The traditional antiracist explanation is privilege: the majority group is privileged over the minority group, so its racism carries more power. This is good at describing how majority racism from above is more powerful than minority racism from below (see here for what “from above” and “from below” mean). But the explanation boils down to “there’s inequality because there’s inequality.”
A better way to go would be to compare the situation to segregation. Technically, under segregation, whites and blacks were equal. But segregation served to preserve and even magnify existing inequalities, which were in favor of whites. In a situation where there is rough equality, racism doesn’t create any inequality, as long as it doesn’t become genocidal. The same can be said about segregation, identity politics, the old boy network, local school funding, and protectionism (EU farm subsidies starve Nigerians to death, not Americans).
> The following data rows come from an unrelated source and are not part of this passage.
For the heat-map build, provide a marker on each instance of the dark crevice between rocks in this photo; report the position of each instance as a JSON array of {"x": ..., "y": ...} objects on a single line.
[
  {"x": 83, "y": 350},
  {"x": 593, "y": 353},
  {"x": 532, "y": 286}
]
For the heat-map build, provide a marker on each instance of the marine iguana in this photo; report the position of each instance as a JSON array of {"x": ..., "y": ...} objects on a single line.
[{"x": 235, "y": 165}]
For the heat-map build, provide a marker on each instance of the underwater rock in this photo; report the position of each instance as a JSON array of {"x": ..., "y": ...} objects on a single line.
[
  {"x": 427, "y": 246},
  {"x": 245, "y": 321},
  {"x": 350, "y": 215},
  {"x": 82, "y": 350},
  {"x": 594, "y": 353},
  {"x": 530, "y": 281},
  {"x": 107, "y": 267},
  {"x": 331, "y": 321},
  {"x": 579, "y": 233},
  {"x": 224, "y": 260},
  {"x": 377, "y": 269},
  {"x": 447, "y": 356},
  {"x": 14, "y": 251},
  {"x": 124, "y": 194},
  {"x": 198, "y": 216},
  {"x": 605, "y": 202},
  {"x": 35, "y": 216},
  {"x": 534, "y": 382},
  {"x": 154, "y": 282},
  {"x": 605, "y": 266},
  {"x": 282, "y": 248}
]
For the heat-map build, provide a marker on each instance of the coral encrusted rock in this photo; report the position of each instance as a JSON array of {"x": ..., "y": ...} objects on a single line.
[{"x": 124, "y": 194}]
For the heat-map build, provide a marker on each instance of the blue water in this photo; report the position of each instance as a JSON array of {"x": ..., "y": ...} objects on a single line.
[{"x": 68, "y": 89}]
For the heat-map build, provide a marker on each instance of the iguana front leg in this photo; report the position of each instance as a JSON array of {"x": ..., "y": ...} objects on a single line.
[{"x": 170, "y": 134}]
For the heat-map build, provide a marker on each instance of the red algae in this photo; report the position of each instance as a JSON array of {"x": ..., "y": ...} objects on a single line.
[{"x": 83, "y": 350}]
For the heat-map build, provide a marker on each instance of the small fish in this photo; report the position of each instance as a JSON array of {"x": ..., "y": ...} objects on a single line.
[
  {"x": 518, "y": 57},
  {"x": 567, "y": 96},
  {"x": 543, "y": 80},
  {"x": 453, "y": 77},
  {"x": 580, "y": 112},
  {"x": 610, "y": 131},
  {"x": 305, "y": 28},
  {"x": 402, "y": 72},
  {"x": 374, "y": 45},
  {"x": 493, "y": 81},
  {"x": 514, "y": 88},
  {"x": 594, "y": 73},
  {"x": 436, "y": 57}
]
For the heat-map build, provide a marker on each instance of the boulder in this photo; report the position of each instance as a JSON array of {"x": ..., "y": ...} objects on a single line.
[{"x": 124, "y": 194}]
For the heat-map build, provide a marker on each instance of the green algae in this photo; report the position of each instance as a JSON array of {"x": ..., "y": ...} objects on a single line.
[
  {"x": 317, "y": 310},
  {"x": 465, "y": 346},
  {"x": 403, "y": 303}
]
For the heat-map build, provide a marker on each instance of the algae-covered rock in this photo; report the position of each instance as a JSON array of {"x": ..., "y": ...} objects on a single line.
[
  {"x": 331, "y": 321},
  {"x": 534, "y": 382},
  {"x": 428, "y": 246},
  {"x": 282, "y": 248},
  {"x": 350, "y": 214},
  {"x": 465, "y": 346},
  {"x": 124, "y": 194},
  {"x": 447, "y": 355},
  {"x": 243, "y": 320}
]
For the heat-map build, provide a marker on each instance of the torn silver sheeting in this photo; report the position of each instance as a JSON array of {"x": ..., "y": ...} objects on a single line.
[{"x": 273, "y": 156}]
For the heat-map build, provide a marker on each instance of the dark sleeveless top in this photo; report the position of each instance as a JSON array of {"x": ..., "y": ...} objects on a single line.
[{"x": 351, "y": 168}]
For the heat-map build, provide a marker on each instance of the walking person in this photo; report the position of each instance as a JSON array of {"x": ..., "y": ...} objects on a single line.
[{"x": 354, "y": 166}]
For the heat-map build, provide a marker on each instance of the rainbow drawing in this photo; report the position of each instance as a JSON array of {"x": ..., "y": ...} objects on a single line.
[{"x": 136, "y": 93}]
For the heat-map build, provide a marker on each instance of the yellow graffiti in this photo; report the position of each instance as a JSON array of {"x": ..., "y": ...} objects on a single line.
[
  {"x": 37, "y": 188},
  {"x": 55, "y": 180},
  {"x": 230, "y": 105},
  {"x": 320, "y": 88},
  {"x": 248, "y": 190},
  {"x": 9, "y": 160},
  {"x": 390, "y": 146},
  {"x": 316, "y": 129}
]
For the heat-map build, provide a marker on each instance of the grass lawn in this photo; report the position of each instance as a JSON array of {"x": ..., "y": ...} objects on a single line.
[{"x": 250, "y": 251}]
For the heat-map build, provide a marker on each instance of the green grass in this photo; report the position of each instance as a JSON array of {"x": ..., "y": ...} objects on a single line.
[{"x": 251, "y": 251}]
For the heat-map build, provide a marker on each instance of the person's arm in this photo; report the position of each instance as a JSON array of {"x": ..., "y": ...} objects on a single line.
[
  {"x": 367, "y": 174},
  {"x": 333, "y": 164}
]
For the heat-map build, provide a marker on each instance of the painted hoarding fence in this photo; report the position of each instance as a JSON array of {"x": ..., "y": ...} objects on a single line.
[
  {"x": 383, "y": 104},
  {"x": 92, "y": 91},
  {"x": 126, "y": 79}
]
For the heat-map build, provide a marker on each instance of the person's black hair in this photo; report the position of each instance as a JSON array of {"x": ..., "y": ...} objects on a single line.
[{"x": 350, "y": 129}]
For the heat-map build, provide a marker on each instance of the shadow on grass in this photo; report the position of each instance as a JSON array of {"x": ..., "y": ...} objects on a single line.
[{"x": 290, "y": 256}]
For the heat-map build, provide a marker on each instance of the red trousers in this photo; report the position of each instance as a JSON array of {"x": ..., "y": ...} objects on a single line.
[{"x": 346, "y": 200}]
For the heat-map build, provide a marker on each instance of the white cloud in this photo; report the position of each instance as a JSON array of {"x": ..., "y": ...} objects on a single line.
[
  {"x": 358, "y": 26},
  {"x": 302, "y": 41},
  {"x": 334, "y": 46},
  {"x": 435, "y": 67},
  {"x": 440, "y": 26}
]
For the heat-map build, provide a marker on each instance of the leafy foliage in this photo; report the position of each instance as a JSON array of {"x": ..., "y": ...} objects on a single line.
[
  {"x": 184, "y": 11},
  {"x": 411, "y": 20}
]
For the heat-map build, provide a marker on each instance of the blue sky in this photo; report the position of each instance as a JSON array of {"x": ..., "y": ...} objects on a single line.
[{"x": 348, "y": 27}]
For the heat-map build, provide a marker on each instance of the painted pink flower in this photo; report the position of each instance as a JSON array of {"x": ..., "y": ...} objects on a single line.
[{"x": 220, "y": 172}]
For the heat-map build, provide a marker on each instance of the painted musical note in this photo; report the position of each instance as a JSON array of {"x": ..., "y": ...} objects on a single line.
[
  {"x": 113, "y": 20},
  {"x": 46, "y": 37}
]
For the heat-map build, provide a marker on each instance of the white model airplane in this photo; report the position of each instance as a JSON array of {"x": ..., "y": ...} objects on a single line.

It’s true that even without active enforcement of equal rights and active combating of racism, racial inequality would eventually disappear. So what? Given enough time, natural selection would make all humans immune to AIDS; the only people who seriously suggest eliminating AIDS research are HIV-AIDS link deniers (see e.g. Tara and Orac). Much of the point of having modern governments is having a pace of social and technological progress faster than this of 10th century Europe.
The origins of inequality are not in racism, nationalism, or militarism, but in being better at them. Books like Guns, Germs, and Steel cover the historical origins of inequality. Racism helps perpetuate it, as do economic systems that reward privilege over merit, but trying to say that the existence of minority racism invalidates the existence of inequality or that the existing of inequality invalidates this of minority racism makes little sense.
“One of the most common arguments I’ve seen that there is no racism in a country is that marginalized minorities are as racist as the majority. Usually it’s cast in terms of legal ramifications: in the US blacks hate whites to the same degree that whites hate blacks, so there can’t really be any racial inequality in the US, and in particular any effort to reduce racial inequality is just anti-white racism.”
Is this is a common argument? Usually the right of center argument I run into is just that white racism has dwindled so much in importance that it is no longer all that important. This has a certain plausibility on first glance, b/c racism pretty clearly has lessened in America since, say, the 50s (the Critical Race Studies movement to the contrary).
But then there’s Katrina, and the nasty anti-Ford ad, and a host of other data to remind us that racism retains a good bit of its poison. So that argument seems to me to leap from a reasonable premise to an unfortunately mistaken conclusion.
I agree with the rest of your post: of course, racial bigotry is anything but unique to whites, but it still matters more coming from whites, given their greater avg. power.
I meant to write: “has dwindled so much in importance that it is no longer all that harmful.” My mind isn’t quite as tautological as some of my hasty scribblings might suggest.